A cultural approach to First Nations tenancy and housing

Here in Noongar boodja (country), most social housing is provided by the Department of Communities (DoC). The social housing waitlist is huge (it’d take about 1,300 years to house everyone) and Aborginal people face twice as long a wait on the priority list.

They’re also more likely to be evicted than non-Aboriginal tenants, and it’s believed over half of evictions are Aboriginal people.

People on the housing waitlist can find themselves being forced to choose between culture and housing; some cultural factors are:

  • Connection to a specific area of land (which can be positive, i.e. traditional ownership, family connection, or negative i.e. certain families claiming ownership to certain suburbs)
  • Houses where there’s been a death, or a family has lived there who’re feuding with their family
  • A belief that bad spirits remain in certain homes, meaning that certain families cannot live there
  • Not being able to respond to DoC on a housing offer within the mandated 3-day response period.

This last point is particularly important: it’s not always easy to contact people within that mandated timeframe, especially when they’re transient. Maybe they’re not contactable via phone; maybe they’ve gone back to country; or they’re doing “sorry business” (mourning rites). Even if they know of the offer, they may need time to consider cultural factors. In contrast, we activate our connections on the “Noongar Grapevine” of family ties to find people who may be aware of that person’s whereabouts and let them know of the offer.

Because of factors like these, an Aboriginal person can find themselves in internal conflict, and may refuse an offer of housing. DoC won’t consider this a reasonable reason to refuse, and so they may find themselves dropped down to the bottom of (or even off of) the waitlist.

Here at Noongar Mia Mia, we recognise the immense value of culture to the wellbeing of our mob, and we consider these reasons for refusal to be valid. As an ACCO, we understand and respect cultural practices, and where these cultural reasons for refusing housing occur, we will continue our work in finding culturally-appropriate housing for that waitlisted person.

So, what does culturally-appropriate housing look like? Housing in Australia is based on dominant cultural ideas about what a household looks like, and that’s often just a nuclear family with 1.8 kids. Houses with more than 4 rooms are hard to come by. On the other hand, it’s not uncommon for Aboriginal families to house 4-5 generations under one roof; not just because kinship makes us stronger, but also because we’re obligated to let kin stay, especially when they’re in crisis. And so many of us are. But much as 3 kids to a room was wholesome on the Brady Bunch, real-life overcrowding comes with a plethora of negative outcomes.

We need homes that are large enough; we need homes that are near our family members; we need to live places where our kids can learn culture from their grandparents; we need to live in the places that we call home; we need to be able to offer a roof over the head when a loved one desperately needs it. We need our homes to be affordable, stable and safe.

Private market housing

Well, Perth is in the midst of a housing emergency, with housing support services receiving thousands of calls per month; you can read more about this in the Open Letter to the Premier released by the CEOs of the Housing Emergency Response Group. Desperate families are losing their homes, not only because of unaffordable rent increases, but also because of landlords offloading their investments in a red-hot property market.
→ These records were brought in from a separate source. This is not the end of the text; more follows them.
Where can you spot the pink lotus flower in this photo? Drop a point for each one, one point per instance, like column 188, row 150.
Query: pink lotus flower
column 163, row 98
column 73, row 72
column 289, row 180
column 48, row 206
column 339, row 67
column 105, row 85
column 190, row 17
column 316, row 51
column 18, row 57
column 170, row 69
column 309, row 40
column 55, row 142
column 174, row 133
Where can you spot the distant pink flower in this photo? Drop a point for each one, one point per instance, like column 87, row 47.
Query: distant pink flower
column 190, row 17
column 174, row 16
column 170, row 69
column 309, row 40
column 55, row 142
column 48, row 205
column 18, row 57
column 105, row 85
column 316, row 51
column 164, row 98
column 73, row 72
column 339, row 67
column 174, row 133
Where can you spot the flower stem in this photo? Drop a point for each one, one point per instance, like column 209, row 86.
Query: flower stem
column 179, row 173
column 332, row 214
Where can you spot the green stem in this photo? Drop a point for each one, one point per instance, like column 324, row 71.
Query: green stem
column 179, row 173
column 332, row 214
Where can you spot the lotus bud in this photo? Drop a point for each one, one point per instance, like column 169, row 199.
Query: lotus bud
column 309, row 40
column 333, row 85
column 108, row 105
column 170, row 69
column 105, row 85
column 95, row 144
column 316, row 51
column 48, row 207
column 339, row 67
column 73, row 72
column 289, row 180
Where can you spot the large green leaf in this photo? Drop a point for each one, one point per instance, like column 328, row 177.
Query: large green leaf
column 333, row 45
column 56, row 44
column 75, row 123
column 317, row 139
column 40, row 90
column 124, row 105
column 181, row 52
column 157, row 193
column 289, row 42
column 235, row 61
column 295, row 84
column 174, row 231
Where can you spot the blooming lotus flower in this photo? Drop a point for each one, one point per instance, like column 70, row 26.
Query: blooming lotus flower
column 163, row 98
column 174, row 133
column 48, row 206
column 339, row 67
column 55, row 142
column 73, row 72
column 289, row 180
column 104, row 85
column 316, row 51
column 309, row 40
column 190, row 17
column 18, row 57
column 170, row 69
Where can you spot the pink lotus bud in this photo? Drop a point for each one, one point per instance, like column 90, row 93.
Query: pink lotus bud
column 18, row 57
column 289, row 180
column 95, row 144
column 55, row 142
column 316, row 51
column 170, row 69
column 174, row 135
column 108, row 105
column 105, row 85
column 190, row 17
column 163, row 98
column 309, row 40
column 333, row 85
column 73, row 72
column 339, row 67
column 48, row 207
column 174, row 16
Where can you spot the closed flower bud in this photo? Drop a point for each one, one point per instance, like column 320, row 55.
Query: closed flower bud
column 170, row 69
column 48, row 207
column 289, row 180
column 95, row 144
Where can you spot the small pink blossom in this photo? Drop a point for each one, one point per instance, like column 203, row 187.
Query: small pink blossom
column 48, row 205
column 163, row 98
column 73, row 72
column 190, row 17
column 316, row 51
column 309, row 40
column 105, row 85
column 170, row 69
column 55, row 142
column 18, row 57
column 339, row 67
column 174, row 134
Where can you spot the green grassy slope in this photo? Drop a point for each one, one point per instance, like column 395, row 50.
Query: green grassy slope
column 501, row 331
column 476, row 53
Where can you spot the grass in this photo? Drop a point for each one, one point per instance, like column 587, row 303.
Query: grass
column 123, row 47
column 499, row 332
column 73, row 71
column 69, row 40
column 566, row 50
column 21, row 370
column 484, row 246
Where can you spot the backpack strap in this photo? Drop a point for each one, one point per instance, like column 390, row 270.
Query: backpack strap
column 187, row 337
The long-and-short: we’re already left out in the cold by the job market, so on average our rent price ceiling is lower; even where we can afford rent price hikes, many landlords are biased against Aboriginal people, and when they receive dozens of applications on their rental property, they’ll likely to choose anybody but us. So even families with both parents in fulltime work end up going from home open to home open, wasting time and getting nowhere.

A recent UWA report Aboriginal Experiences of Housing First found it took twice as long for an Aboriginal person to be housed after being priority-listed. Between labour market discrimination, rental market discrimination, and cultural factors that can make some housing inappropriate, just getting a roof over your head is a serious problem; the same problem our parents faced. We can’t afford to wait another half-century for something to change. Housing insecurity and homelessness are complex problems, but what we know for sure is that it all starts with a house. Because without a home, everything else falls apart.